Re: [PATCH V2 0/6] Memory compaction efficiency improvements

From: Joonsoo Kim
Date: Thu Dec 12 2013 - 01:15:15 EST


On Wed, Dec 11, 2013 at 11:24:31AM +0100, Vlastimil Babka wrote:
> Changelog since V1 (thanks to the reviewers!)
> o Included "trace compaction being and end" patch in the series (mgorman)
> o Changed variable names and comments in patches 2 and 5 (mgorman)
> o More thorough measurements, based on v3.13-rc2
>
> The broad goal of the series is to improve allocation success rates for huge
> pages through memory compaction, while trying not to increase the compaction
> overhead.
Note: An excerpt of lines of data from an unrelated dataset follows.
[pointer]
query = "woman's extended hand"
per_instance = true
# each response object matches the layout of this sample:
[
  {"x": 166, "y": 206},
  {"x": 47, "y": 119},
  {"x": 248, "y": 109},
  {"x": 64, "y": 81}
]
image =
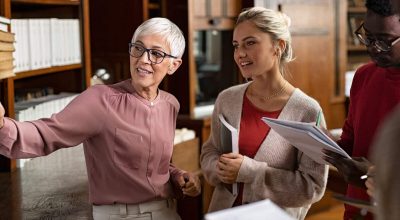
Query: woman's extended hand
[
  {"x": 190, "y": 184},
  {"x": 228, "y": 167}
]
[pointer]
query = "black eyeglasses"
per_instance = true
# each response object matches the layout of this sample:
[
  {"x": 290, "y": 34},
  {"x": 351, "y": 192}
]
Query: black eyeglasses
[
  {"x": 381, "y": 45},
  {"x": 155, "y": 56}
]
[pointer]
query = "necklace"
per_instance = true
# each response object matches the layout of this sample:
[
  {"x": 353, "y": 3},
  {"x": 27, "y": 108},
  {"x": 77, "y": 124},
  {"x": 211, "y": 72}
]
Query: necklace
[{"x": 274, "y": 94}]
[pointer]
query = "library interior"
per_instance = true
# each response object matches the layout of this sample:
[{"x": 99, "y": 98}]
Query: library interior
[{"x": 52, "y": 50}]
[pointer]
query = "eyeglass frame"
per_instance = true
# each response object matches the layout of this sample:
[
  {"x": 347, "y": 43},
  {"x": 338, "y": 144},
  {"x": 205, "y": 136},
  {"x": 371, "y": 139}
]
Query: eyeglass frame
[
  {"x": 373, "y": 42},
  {"x": 148, "y": 53}
]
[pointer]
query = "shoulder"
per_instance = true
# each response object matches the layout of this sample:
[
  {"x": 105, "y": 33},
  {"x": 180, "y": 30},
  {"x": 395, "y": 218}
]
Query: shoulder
[
  {"x": 365, "y": 71},
  {"x": 170, "y": 99},
  {"x": 301, "y": 107},
  {"x": 232, "y": 92}
]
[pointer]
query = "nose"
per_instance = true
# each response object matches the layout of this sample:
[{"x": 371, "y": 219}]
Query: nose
[
  {"x": 240, "y": 52},
  {"x": 373, "y": 49},
  {"x": 145, "y": 58}
]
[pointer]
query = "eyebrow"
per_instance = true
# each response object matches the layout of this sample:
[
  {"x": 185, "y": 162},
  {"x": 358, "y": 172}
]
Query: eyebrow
[
  {"x": 154, "y": 47},
  {"x": 244, "y": 39},
  {"x": 378, "y": 34}
]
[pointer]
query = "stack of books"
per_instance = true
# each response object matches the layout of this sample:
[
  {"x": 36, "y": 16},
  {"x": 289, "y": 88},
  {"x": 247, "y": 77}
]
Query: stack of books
[{"x": 6, "y": 49}]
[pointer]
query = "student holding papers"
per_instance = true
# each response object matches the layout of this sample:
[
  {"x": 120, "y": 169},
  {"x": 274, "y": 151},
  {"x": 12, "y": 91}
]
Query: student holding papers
[
  {"x": 374, "y": 93},
  {"x": 267, "y": 166}
]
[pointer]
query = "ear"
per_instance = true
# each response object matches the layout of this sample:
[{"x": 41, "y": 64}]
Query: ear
[
  {"x": 280, "y": 46},
  {"x": 174, "y": 65}
]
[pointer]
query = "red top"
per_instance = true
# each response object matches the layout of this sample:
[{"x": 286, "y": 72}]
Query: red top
[
  {"x": 252, "y": 133},
  {"x": 374, "y": 93}
]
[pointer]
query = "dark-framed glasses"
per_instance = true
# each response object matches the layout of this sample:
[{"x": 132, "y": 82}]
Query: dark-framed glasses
[
  {"x": 381, "y": 45},
  {"x": 155, "y": 56}
]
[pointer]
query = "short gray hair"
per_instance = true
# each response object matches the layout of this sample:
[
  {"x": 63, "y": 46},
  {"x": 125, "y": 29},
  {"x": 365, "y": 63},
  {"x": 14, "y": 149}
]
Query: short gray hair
[
  {"x": 166, "y": 29},
  {"x": 276, "y": 24}
]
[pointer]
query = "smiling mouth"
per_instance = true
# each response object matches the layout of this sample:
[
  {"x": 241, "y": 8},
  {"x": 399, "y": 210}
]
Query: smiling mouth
[
  {"x": 143, "y": 71},
  {"x": 244, "y": 64}
]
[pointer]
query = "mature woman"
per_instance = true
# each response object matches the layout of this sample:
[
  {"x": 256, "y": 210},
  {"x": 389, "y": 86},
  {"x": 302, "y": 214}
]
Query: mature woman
[
  {"x": 127, "y": 130},
  {"x": 267, "y": 166}
]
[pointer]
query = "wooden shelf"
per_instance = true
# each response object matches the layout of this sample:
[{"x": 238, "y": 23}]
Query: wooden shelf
[
  {"x": 356, "y": 48},
  {"x": 48, "y": 2},
  {"x": 38, "y": 72},
  {"x": 77, "y": 75}
]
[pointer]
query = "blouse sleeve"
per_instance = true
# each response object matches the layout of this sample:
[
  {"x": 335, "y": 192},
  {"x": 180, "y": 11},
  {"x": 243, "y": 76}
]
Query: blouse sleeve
[{"x": 79, "y": 120}]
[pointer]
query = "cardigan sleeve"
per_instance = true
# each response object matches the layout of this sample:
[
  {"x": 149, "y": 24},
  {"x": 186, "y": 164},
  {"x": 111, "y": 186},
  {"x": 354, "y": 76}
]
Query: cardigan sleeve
[
  {"x": 287, "y": 188},
  {"x": 210, "y": 151}
]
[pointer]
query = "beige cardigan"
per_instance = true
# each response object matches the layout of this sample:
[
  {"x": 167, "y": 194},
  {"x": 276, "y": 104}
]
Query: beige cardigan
[{"x": 278, "y": 171}]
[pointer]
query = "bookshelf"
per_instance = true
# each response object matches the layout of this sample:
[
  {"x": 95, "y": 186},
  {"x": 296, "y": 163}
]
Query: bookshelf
[
  {"x": 356, "y": 52},
  {"x": 67, "y": 77}
]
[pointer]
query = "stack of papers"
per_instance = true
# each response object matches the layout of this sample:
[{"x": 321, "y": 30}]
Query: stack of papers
[
  {"x": 306, "y": 137},
  {"x": 264, "y": 209},
  {"x": 229, "y": 142}
]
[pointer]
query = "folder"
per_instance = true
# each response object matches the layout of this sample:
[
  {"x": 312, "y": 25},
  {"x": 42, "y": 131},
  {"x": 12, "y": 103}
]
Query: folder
[
  {"x": 306, "y": 137},
  {"x": 229, "y": 142},
  {"x": 264, "y": 209}
]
The original objective was to reintroduce capturing of high-order
> pages freed by the compaction, before they are split by concurrent activity.
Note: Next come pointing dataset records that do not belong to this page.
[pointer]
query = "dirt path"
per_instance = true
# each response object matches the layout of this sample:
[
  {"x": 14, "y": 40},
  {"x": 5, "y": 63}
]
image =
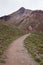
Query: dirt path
[{"x": 18, "y": 55}]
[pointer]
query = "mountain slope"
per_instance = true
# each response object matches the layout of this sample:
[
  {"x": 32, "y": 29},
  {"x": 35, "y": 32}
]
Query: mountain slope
[{"x": 7, "y": 35}]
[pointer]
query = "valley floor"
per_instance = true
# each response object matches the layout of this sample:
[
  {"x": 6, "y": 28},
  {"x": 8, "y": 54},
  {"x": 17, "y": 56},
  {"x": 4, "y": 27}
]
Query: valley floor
[{"x": 17, "y": 54}]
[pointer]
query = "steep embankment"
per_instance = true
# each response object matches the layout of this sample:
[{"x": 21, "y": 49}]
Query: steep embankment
[
  {"x": 34, "y": 45},
  {"x": 7, "y": 35}
]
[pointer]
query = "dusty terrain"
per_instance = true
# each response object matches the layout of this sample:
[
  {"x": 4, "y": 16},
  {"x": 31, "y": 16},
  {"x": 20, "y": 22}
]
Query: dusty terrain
[{"x": 18, "y": 55}]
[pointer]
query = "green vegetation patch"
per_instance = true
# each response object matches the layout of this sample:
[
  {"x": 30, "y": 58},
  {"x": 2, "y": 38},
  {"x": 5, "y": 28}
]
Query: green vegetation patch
[
  {"x": 34, "y": 45},
  {"x": 7, "y": 35}
]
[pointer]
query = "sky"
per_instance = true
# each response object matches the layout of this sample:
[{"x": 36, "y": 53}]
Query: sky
[{"x": 10, "y": 6}]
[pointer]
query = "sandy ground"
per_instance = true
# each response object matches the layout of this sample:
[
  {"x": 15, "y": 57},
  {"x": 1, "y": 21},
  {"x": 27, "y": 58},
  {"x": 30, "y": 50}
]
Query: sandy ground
[{"x": 18, "y": 55}]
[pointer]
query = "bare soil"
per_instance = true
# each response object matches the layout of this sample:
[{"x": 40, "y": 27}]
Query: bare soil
[{"x": 17, "y": 54}]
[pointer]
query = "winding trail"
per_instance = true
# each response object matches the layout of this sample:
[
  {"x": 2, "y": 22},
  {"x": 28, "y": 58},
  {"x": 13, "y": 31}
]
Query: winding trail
[{"x": 18, "y": 55}]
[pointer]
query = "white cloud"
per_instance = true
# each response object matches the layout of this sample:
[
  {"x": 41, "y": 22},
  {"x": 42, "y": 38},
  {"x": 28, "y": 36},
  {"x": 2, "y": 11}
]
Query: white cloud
[{"x": 8, "y": 6}]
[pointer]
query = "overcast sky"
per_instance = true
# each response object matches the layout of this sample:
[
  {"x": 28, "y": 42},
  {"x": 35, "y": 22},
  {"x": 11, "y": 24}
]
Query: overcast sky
[{"x": 9, "y": 6}]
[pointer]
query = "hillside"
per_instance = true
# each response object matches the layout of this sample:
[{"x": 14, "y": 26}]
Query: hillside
[
  {"x": 26, "y": 19},
  {"x": 34, "y": 45},
  {"x": 7, "y": 35}
]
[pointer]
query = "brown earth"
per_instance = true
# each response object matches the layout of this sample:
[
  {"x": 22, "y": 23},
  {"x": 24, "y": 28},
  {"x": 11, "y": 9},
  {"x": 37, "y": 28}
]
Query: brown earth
[{"x": 18, "y": 55}]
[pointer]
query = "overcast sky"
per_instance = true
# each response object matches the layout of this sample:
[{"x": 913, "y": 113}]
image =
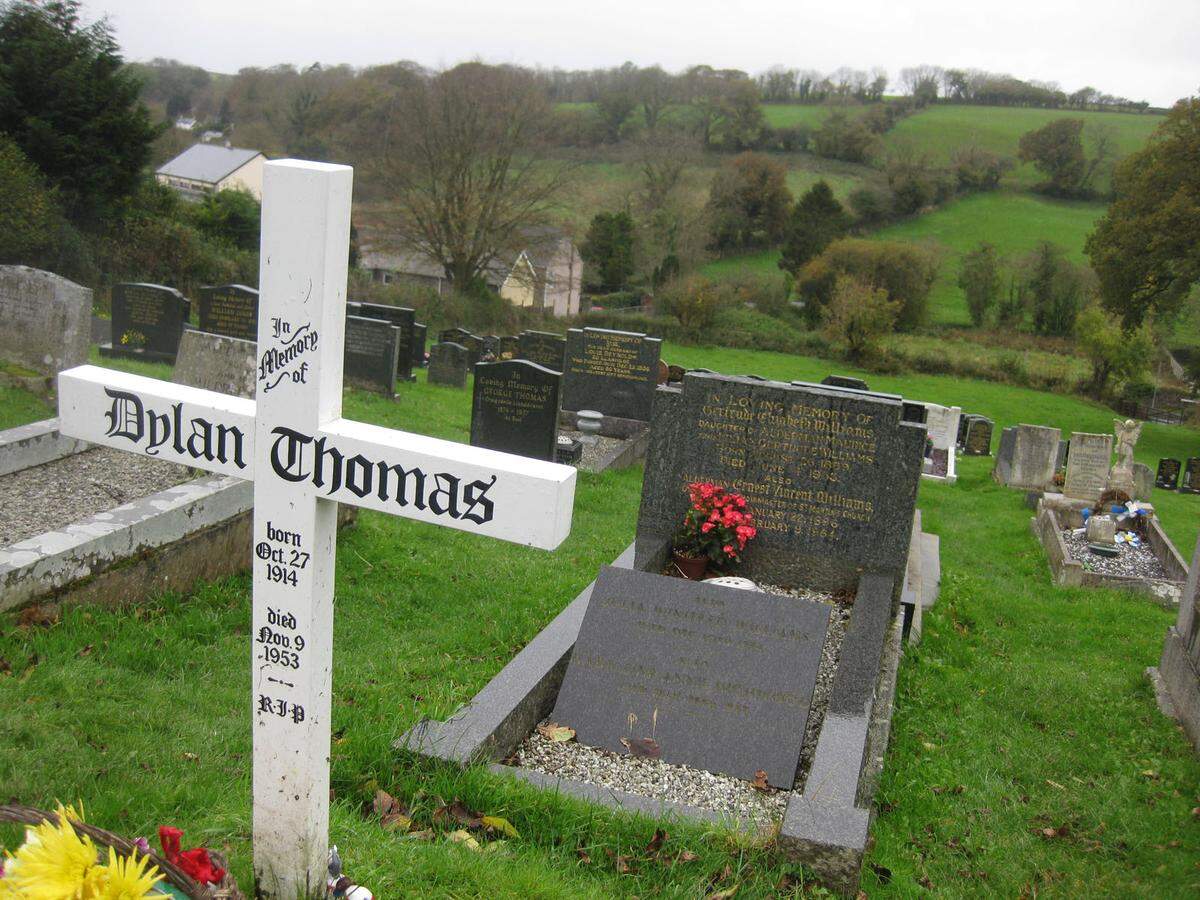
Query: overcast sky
[{"x": 1145, "y": 49}]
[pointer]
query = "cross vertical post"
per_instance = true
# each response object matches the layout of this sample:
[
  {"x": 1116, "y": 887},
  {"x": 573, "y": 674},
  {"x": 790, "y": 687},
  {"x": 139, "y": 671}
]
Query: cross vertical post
[{"x": 303, "y": 269}]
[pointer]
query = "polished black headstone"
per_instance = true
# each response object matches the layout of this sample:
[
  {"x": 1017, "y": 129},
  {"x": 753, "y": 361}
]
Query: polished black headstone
[
  {"x": 515, "y": 408},
  {"x": 229, "y": 310},
  {"x": 448, "y": 364},
  {"x": 1168, "y": 475},
  {"x": 148, "y": 321},
  {"x": 544, "y": 348},
  {"x": 720, "y": 679},
  {"x": 372, "y": 347},
  {"x": 613, "y": 372}
]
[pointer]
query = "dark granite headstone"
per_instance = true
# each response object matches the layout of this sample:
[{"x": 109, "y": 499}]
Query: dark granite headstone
[
  {"x": 402, "y": 318},
  {"x": 148, "y": 322},
  {"x": 721, "y": 679},
  {"x": 978, "y": 437},
  {"x": 229, "y": 310},
  {"x": 461, "y": 336},
  {"x": 856, "y": 384},
  {"x": 420, "y": 334},
  {"x": 544, "y": 348},
  {"x": 370, "y": 357},
  {"x": 831, "y": 474},
  {"x": 448, "y": 364},
  {"x": 515, "y": 408},
  {"x": 613, "y": 372},
  {"x": 1168, "y": 475},
  {"x": 1191, "y": 483}
]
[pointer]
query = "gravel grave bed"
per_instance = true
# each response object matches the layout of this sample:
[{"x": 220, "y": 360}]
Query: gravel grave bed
[
  {"x": 48, "y": 497},
  {"x": 683, "y": 784},
  {"x": 1132, "y": 562}
]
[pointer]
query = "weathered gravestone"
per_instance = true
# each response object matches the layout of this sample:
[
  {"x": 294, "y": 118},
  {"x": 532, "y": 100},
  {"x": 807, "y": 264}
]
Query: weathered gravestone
[
  {"x": 855, "y": 384},
  {"x": 372, "y": 347},
  {"x": 942, "y": 427},
  {"x": 978, "y": 437},
  {"x": 1179, "y": 669},
  {"x": 304, "y": 460},
  {"x": 214, "y": 363},
  {"x": 405, "y": 319},
  {"x": 461, "y": 336},
  {"x": 148, "y": 322},
  {"x": 1168, "y": 475},
  {"x": 448, "y": 364},
  {"x": 831, "y": 475},
  {"x": 45, "y": 319},
  {"x": 1026, "y": 457},
  {"x": 613, "y": 372},
  {"x": 229, "y": 310},
  {"x": 720, "y": 678},
  {"x": 1087, "y": 467},
  {"x": 544, "y": 348},
  {"x": 515, "y": 408},
  {"x": 420, "y": 334},
  {"x": 1191, "y": 481}
]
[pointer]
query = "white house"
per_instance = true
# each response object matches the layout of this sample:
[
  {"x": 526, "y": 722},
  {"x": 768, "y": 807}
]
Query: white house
[{"x": 208, "y": 168}]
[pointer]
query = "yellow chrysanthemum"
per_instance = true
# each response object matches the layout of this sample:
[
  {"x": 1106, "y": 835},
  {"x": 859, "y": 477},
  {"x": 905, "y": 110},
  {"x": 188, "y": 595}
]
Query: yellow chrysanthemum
[
  {"x": 54, "y": 862},
  {"x": 129, "y": 879}
]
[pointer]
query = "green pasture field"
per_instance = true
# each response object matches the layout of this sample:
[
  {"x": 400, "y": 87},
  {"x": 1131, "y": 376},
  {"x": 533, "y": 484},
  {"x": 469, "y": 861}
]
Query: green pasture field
[{"x": 1027, "y": 756}]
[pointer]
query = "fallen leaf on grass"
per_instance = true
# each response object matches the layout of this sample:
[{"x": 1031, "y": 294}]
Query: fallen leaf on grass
[
  {"x": 463, "y": 837},
  {"x": 558, "y": 733},
  {"x": 647, "y": 748}
]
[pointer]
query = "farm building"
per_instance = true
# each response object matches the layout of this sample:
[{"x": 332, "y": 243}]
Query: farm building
[
  {"x": 208, "y": 168},
  {"x": 545, "y": 274}
]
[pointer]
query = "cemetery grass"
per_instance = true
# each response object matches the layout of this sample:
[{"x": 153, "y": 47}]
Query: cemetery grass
[{"x": 1027, "y": 753}]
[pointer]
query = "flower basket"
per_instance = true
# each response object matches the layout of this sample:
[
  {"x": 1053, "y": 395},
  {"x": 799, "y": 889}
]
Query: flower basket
[{"x": 175, "y": 877}]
> However, several bugs and opportunities for simple improvements were found in
> the current implementation, mostly through extra tracepoints (which are however
> too ugly for now to be considered for sending).
>
> The patches mostly deal with two mechanisms that reduce compaction overhead,
> which is caching the progress of migrate and free scanners, and marking
> pageblocks where isolation failed to be skipped during further scans.
>
> Patch 1 (from mgorman) adds tracepoints that allow calculate time spent in
> compaction and potentially debug scanner pfn values.
>
> Patch 2 encapsulates the some functionality for handling deferred compactions
> for better maintainability, without a functional change
> type is not determined without being actually needed.
>
> Patch 3 fixes a bug where cached scanner pfn's are sometimes reset only after
> they have been read to initialize a compaction run.
>
> Patch 4 fixes a bug where scanners meeting is sometimes not properly detected
> and can lead to multiple compaction attempts quitting early without
> doing any work.
>
> Patch 5 improves the chances of sync compaction to process pageblocks that
> async compaction has skipped due to being !MIGRATE_MOVABLE.
>
> Patch 6 improves the chances of sync direct compaction to actually do anything
> when called after async compaction fails during allocation slowpath.
>
> The impact of patches were validated using mmtests's stress-highalloc benchmark
> with mmtests's stress-highalloc benchmark on a x86_64 machine with 4GB memory.
>
> Due to instability of the results (mostly related to the bugs fixed by patches
> 2 and 3), 10 iterations were performed, taking min,mean,max values for success
> rates and mean values for time and vmstat-based metrics.
>
> First, the default GFP_HIGHUSER_MOVABLE allocations were tested with the patches
> stacked on top of v3.13-rc2. Patch 2 is OK to serve as baseline due to no
> functional changes in 1 and 2. Comments below.
>
> stress-highalloc
> 3.13-rc2 3.13-rc2 3.13-rc2 3.13-rc2 3.13-rc2
> 2-nothp 3-nothp 4-nothp 5-nothp 6-nothp
> Success 1 Min 9.00 ( 0.00%) 10.00 (-11.11%) 43.00 (-377.78%) 43.00 (-377.78%) 33.00 (-266.67%)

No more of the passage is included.